- Broida 1640
Title: Bayesian Approaches to Dynamic Model Selection
In many applications, investigators monitor processes that vary in space and time, with the goal of identifying temporally persistent and spatially localized departures from a baseline or ``normal" behavior. In this talk, I will first discuss a principled Bayesian approach for estimating time-varying functional connectivity networks from brain fMRI data. Dynamic functional connectivity, i.e., the study of how interactions among brain regions change dynamically over the course of an fMRI experiment, has recently received wide interest in the neuroimaging literature. Our method utilizes a hidden Markov model for classification of latent neurological states, achieving an estimation of the connectivity networks in an integrated framework that borrows strength over the entire time course of the experiment. Furthermore, we assume that the graph structures, which define the connectivity states at each time point, are related within a super-graph, to encourage the selection of the same edges among related graphs. Then, I will propose a Bayesian nonparametric model selection approach with an application to the monitoring of pneumonia and influenza (P&I) mortality, to detect influenza outbreaks in the continental United States. More specifically, we introduce a zero-inflated conditionally identically distributed species sampling prior which allows borrowing information across time and to assign data to clusters associated to either a null or an alternate process.

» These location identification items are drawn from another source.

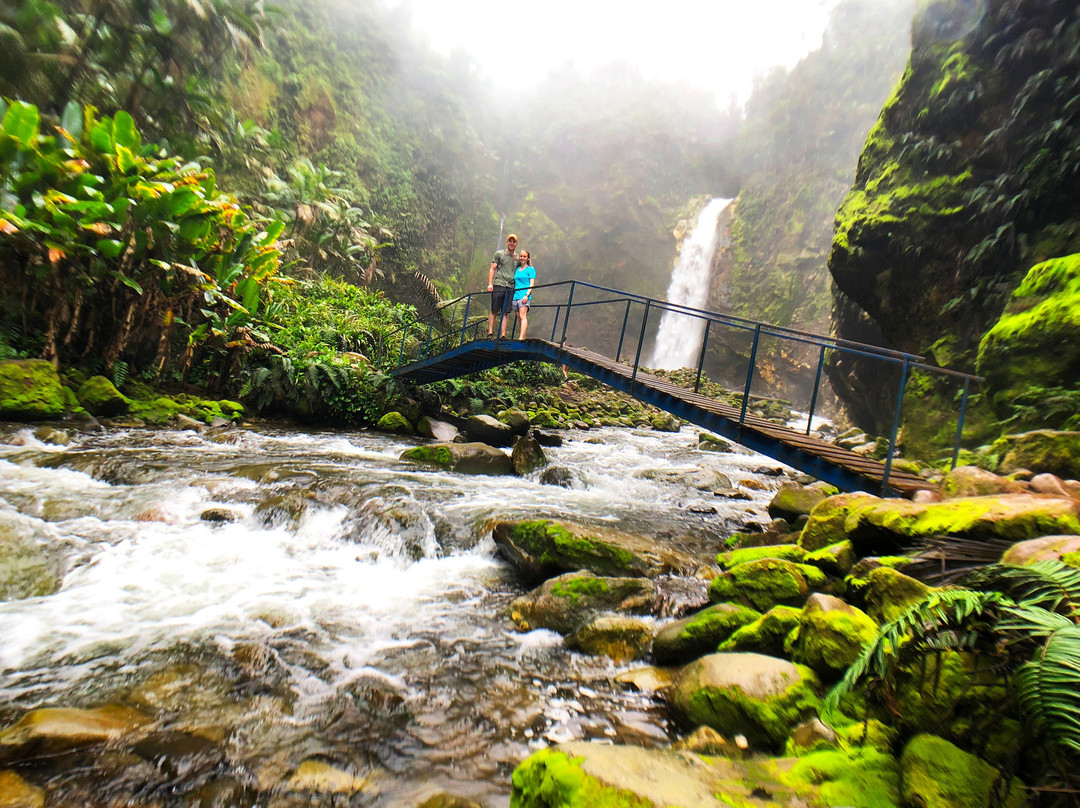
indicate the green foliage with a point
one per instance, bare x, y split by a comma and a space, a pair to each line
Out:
129, 242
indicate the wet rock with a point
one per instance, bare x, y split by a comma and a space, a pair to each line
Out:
541, 549
794, 500
563, 476
621, 638
831, 635
491, 431
59, 728
464, 458
527, 456
394, 423
693, 636
29, 390
16, 793
218, 514
970, 481
27, 567
1048, 548
547, 439
760, 697
322, 778
566, 603
436, 430
705, 480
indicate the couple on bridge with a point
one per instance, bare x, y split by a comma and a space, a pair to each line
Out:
510, 272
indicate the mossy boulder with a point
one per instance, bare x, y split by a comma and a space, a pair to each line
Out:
701, 633
100, 396
835, 560
768, 634
27, 568
395, 423
937, 775
784, 552
767, 582
827, 520
1040, 452
617, 636
29, 390
542, 548
1036, 342
568, 602
759, 697
831, 635
464, 458
794, 499
888, 593
1049, 548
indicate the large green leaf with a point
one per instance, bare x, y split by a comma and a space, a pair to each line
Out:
21, 122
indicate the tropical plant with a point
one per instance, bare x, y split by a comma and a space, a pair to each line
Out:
107, 245
1025, 621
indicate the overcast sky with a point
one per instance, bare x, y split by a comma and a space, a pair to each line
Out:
716, 44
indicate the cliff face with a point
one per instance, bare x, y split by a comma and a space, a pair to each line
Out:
968, 179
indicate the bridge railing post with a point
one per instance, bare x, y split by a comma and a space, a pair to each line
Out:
701, 359
750, 373
464, 323
640, 339
625, 318
566, 318
959, 422
895, 423
817, 387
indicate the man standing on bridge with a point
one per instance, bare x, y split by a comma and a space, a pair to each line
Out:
500, 283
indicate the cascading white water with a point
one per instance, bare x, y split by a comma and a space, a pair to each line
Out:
679, 336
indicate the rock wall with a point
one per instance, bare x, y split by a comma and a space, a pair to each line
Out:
964, 184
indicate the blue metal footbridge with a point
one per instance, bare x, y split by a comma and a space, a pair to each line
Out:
447, 344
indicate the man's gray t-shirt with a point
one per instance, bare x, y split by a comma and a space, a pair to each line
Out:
505, 265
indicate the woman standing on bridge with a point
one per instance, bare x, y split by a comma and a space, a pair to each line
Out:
525, 278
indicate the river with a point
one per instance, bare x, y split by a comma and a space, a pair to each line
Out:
345, 607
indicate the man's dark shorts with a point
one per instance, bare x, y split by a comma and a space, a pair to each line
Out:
500, 299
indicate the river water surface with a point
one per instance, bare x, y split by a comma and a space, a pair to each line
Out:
352, 611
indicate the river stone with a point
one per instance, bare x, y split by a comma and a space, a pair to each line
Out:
491, 431
622, 638
1041, 450
970, 481
27, 568
321, 778
16, 793
463, 458
29, 390
831, 635
745, 694
688, 638
66, 727
703, 480
794, 500
937, 775
517, 420
527, 456
436, 430
395, 423
542, 549
1049, 548
566, 603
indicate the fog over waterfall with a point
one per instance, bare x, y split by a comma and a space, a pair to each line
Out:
679, 336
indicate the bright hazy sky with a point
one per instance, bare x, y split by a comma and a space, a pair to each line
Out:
716, 44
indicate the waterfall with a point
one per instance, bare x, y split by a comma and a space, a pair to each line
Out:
679, 336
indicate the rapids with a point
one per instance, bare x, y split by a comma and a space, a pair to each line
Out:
345, 606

Spatial dependences are accounted for by means of a Markov random field prior, which allows informing the selection based on inferences conducted at nearby locations. We show how the proposed modeling framework performs in an application to the P&I mortality data and in a simulation study and compare with common threshold methods for detecting outbreaks over time, with more recent Markov switching based models, and with other Bayesian nonparametric priors that do not take into account spatio-temporal dependence.
I am currently a member of the American Statistical Association (ASA) , the Institute of Mathematical Statistics (IMS), and the International Society for Bayesian Analysis (ISBA).